Speaking in the Commons, the Prime Minister pledged: “We will get those waiting times down.”
His promise was given after Jeremy Corbyn said lives were being risked by delays in treatment and that cancer targets had not been met for four years.
“How many more will face life-threatening delays because our NHS is under-staffed and under-funded?” demanded the Labour leader.
Mr Johnson said the Government would write into law a £34 billion boost for the NHS.
Earlier, the Health Secretary sparked controversy by hinting that target times for queues at A&E may be scrapped — despite the worst figure on record being recorded in recent months.
Matt Hancock said the four-hour wait was out of date because it no longer reflected the way many patients were treated.

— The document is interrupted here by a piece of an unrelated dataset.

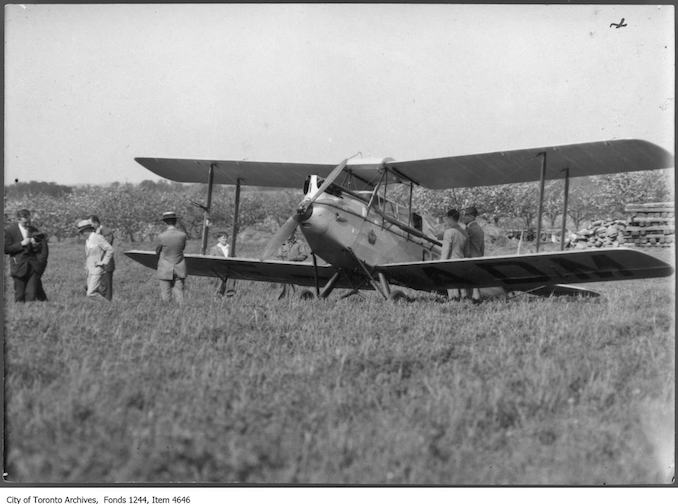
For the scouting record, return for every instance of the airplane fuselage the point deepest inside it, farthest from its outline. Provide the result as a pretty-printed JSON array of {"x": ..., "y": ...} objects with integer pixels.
[{"x": 340, "y": 223}]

“The problem with that target is that, increasingly, people can be treated on the day and able to go home,” he said. “That is much better for the patient and also better for the NHS, and yet the way that’s counted in the target doesn’t work.”
Official data for November showed only 81.4 per cent of emergency patients were seen within four hours. The target states that 95 per cent should be seen and treated, discharged or admitted to hospital within that timescale. A review of the targets system was announced by the Government last March.
But the Royal College of Emergency Medicine said scrapping the four-hour target, which has not been met since July 2015, would have “a near-catastrophic impact on patient safety”.